Not sure I understand this. The circuit for addition is easier than the circuitry for multiplication.
That said, in circuits, it is far less likely to ever multiply that large of a matrix. Even if I were correct that many steps of large training can be cast as a matrix multiply.
Extremely good explanation. But even regular matrixes are thought to be multiplyable at O(n^2). Right now we are a little higher than that, I think O(n^2.2). It's crazy that we can't find min complexity algorithm yet. The low complexity will be due to symmetries in pure uncorrelated matrixes.. which is clearly symmetry in multiplication itself or just numbers themselves. Someone will eventually find it.
The algorithms with the best asymptotic complexity aren't used in practice because they are slow for the n we care about. In practice optimising matrix multiplication comes down to making efficient use of SIMD, multiple cores and caches.
In addition to all the other reasons given (large constant, etc.), these faster algorithms are also often less stable numerically, as another poster alluded to above. See, e.g., https://en.wikipedia.org/wiki/Strassen_algorithm .
At least in my limited experience, matrix multiplication optimization is some combination of a) so specific to the specific matrices being used that the optimization amounts to finding "tricks" to reduce the problem (dgemm to sgemm or sgemm to syrk, etc.) and thus is not generally useful or b) so highly tied to IP that general optimizations (be they mathematical or advances in GPU or CPU low-level code) are kept secret.

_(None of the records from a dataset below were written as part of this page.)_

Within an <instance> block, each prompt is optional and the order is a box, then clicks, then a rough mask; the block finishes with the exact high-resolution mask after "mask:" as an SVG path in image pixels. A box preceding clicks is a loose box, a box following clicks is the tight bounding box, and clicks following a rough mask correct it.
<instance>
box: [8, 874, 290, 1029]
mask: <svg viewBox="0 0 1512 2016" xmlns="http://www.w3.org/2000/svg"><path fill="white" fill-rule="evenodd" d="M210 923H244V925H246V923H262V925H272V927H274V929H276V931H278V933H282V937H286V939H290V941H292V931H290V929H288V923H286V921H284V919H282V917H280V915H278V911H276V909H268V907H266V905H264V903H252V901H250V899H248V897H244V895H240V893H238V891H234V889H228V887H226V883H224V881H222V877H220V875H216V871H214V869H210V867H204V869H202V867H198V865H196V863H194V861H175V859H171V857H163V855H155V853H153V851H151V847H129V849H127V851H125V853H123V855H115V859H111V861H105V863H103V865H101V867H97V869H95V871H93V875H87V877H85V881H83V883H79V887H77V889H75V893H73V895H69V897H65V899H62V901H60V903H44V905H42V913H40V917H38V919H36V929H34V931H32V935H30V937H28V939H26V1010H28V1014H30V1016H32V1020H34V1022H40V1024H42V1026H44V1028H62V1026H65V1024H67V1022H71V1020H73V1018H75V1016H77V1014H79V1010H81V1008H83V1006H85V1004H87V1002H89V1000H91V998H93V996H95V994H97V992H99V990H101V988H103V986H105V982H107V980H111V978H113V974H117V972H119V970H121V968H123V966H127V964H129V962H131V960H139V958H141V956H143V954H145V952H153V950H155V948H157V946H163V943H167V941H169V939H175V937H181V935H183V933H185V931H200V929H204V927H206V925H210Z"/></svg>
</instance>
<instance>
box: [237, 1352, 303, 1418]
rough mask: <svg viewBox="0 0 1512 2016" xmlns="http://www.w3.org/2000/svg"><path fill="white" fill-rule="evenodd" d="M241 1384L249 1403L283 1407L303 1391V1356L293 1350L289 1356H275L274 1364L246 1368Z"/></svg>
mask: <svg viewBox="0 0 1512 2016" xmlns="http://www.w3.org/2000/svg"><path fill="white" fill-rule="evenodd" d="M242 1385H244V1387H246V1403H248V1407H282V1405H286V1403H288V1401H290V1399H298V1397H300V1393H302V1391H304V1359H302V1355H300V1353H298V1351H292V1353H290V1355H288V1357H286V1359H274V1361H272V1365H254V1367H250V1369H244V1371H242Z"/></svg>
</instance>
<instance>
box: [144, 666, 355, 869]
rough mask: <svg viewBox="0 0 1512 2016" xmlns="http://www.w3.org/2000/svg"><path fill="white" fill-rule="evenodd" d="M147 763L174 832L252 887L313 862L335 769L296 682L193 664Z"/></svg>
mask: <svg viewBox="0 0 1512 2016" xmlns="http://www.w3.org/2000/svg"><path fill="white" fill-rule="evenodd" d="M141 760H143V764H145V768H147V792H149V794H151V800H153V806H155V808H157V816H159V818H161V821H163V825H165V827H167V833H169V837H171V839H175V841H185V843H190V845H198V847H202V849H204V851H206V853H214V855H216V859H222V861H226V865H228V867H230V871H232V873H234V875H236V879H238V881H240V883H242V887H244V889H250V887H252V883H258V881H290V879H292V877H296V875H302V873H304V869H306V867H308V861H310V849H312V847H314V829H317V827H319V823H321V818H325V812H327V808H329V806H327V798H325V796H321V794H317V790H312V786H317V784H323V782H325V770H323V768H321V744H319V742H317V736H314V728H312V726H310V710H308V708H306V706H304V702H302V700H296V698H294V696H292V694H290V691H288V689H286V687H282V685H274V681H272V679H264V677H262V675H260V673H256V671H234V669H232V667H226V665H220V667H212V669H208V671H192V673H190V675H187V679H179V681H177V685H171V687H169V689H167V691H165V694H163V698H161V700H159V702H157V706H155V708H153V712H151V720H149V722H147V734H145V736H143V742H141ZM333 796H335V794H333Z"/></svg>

The OP's WordPress install appears to be infected with malicious adware; every time I load the site I get quickly redirected to a random one of a number of scummy pages which hijack the back button, have autoplaying sound, display false error messages, and attempt to ask for browser-level permissions.
Put some nicely formatted text such as Google ad results and clearly mention it as an ad. WHY the fuck do ad companies have to do insanely annoying borderline unethical things? Why is this industry so rotten to the core?
Because suckers who are not using not adblockers are the only market segment for these ads.
In this time and age, every computer literate person install adblocking in every system or asks someone to help to do it and almost nevers sees these ads. What is left is people who are more likely to fall for scams.